In Switzerland, the account holder challenged the interim blocking measure of his account on the grounds that the in rem action in the US was not equivalent to a criminal confiscation under Swiss law.


The Supreme Court ruled in an interim judgement that the in rem action as it exists in the US may be equivalent to a confiscation procedure under Swiss criminal law.


In order to avoid the risk that ultimately the Swiss authorities released the funds if the in rem action in the US was to be finally rejected by the US courts, the client decided to seek a civil attachment procedure in Geneva. The Court of First Instance granted the attachment but the appellate jurisdiction rejected it on the grounds that the US district court had rejected the in rem action sought by the US attorney and that therefore it was not evident that the client had a claim against the fraudster.

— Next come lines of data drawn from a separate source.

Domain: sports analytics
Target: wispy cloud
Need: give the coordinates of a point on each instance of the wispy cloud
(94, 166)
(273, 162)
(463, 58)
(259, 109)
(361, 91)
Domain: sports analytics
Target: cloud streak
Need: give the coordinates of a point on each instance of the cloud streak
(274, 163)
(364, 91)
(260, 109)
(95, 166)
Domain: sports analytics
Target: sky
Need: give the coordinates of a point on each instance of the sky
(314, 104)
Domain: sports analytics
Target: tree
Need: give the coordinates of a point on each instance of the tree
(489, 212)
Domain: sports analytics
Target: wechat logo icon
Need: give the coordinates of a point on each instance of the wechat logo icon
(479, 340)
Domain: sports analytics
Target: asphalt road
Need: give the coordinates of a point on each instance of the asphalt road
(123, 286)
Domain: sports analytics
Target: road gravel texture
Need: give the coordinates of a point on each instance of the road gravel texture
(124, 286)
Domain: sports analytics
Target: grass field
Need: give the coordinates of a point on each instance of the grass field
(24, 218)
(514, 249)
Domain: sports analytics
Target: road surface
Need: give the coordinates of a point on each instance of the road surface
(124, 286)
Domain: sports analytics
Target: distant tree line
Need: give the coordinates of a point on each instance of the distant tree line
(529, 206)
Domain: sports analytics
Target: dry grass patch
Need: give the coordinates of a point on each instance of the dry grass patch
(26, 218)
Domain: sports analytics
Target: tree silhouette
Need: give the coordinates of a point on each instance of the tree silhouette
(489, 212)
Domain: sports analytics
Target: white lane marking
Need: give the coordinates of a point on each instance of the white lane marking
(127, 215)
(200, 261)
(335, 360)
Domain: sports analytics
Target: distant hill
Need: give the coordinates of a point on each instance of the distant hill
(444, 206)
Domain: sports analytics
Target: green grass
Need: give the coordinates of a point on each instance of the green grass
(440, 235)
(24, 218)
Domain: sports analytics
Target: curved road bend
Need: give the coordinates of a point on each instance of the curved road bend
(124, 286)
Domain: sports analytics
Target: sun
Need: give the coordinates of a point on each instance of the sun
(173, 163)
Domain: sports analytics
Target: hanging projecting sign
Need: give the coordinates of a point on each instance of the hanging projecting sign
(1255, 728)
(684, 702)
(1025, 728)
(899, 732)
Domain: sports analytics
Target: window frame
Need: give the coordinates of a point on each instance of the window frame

In order to avoid that the funds be released, the client filed for a criminal complaint for money laundering and the funds were then blocked under an order of the Attorney General in Geneva. The claim of money laundering is being investigated and the funds remain blocked.


Meanwhile, the fraudster had been extradited to the far-eastern country and sentenced to several years of imprisonment.


On the basis of this new fact, and for want of a final decision of the US courts as to whether the action in rem is enforceable or not, we are considering filing a new arrest request on the grounds that it is now established that the fraudster has finally been sentenced and that the funds blocked in Geneva have no other origin than from the criminal activity committed by the fraudster. It should be noted that the rules on asset tracing in Switzerland are less rigid than they are in the US and that therefore the chances of blocking, confiscating and recovering the funds in Switzerland look better than in the US.


In the instant matter, the far-eastern criminal prosecution authorities might have requested the confiscation of the assets by way of judicial assistance in the frame of the criminal investigation conducted in that country. They did not choose to do so, mainly because of ignorance of the rules of international judicial assistance. If they had chosen to do so, Switzerland would most likely have returned the funds to that country, rather than to the US because the far-eastern jurisdiction had primary jurisdiction over the case. It could have been however that the US authorities would have succeeded in obtaining the proceeds under the judicial assistance request since they were the first country to request judicial assistance from Switzerland.


In presence of competing claims, the criminal arrest has precedence over the civil arrest.


To complicate the issue, you might even imagine that the fraudster filed for bankruptcy in which case the receiver may try to block the funds by extending the effects of receivership to Switzerland. Swiss international private law allows for the enforcement of foreign bankruptcy in Switzerland on the assets belonging to the bankrupt estates in Switzerland. However in such a case, if the funds to be blocked have a criminal origin, they will be confiscated and will serve primarily to indemnify the victims of the fraud.


The funds confiscated under Swiss criminal investigations will normally be shared only among the plaintiffs who take part in the criminal action. If there is a competition between a civil attachment and a criminal attachment, the criminal attachment will have precedence over the civil attachment and also over a claim which may be asserted by the receiver of the bankrupt estate who enforced the bankruptcy on the assets found in Switzerland.


As you can see, the issues at stake are extremely complex. The bottom line however, is that the plaintiff who can establish that he has been the victim of a criminal act has better title to the assets as long as it can be established that the assets are the proceeds of the crime."